I think she was slightly annoyed at my enthusiasm. I was unable to conceal my glee at the invitation from my publishers to spend a couple of days in the capital just browsing in the country’s largest book fair and luxuriating in five star comfort afterwards. I have been hosted enough and more times by organizations in my role as a consultant and coach. But that’s because they want me to do some work for them.

To be hosted as a writer without any agenda felt really good. Almost as good as fraternising with 30 writers from all over the world in the International Writers Program at Iowa. Or bagging two prestigious residencies in Kent and Pittsburgh in the span of two years. For a non literary writer, I am doing fine. Thank You.

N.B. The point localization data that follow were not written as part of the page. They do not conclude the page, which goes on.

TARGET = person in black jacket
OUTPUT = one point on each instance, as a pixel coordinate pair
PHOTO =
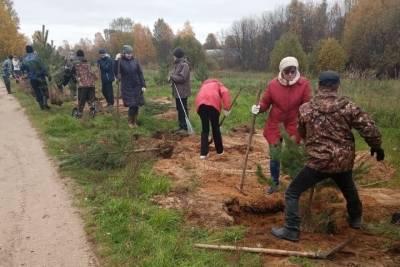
(133, 85)
(105, 64)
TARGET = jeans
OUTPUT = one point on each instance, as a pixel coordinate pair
(7, 83)
(181, 112)
(209, 114)
(306, 179)
(41, 91)
(108, 92)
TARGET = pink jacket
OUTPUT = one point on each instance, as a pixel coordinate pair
(285, 102)
(211, 93)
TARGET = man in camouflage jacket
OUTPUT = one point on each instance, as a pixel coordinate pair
(325, 125)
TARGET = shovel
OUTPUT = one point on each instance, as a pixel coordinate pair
(188, 124)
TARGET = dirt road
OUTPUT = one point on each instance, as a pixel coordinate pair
(38, 225)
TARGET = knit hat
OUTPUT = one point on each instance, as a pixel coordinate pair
(178, 52)
(288, 62)
(127, 49)
(29, 49)
(329, 78)
(80, 53)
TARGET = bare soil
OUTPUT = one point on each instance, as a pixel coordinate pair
(205, 191)
(38, 224)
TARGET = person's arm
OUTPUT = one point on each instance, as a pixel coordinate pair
(182, 75)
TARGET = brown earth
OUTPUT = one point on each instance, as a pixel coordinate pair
(205, 191)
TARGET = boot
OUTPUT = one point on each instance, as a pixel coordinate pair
(355, 223)
(284, 233)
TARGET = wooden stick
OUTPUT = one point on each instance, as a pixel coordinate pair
(314, 255)
(240, 187)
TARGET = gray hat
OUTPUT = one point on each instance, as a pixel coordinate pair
(127, 49)
(329, 78)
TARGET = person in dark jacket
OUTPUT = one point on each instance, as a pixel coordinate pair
(7, 71)
(325, 124)
(133, 85)
(106, 66)
(37, 73)
(181, 87)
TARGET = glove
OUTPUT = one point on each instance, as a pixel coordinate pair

To gloat further, a German scholar wrote to me recently asking for permission to reproduce one of my essays published in a newspaper in her academic compilation on Indian Writing in English. It is the same essay that had drawn the ire of a couple of “Establishment Writers” in India when it was published.

A week later I had lunch in Bangalore with a writer from UK who I had met in the Delhi trip and she told me she always turned down invitations to literary meets in her own country because of all the grandiose egos parading around. I don’t quite remember what she said exactly but there seemed to be gentle affirmation about the way I had turned out to be.

I guess the pompous affectations are not restricted to Indian writers. World over they believe in conforming to a certain type. With notable exceptions like Zadie Smith who was one of the first to champion publicly it’s not an either/or. You can be a writer and a decent human being.

Writers have attitude and say clever, cruel things to others in public dinners. I prefer to restrict the cruelty to my writing.
When I am not writing, I like to make friends and cook for them. I go to my son’s school sometimes and help out with theatre related activities. I also sleep a lot.

Writers are supercilious and prone to make lofty statements like “I am not my writing.”
I wonder what I will be without the writing.

Most writers turn silly after some public acknowledgement for their work has happened.
I am silly enough to see through that trap.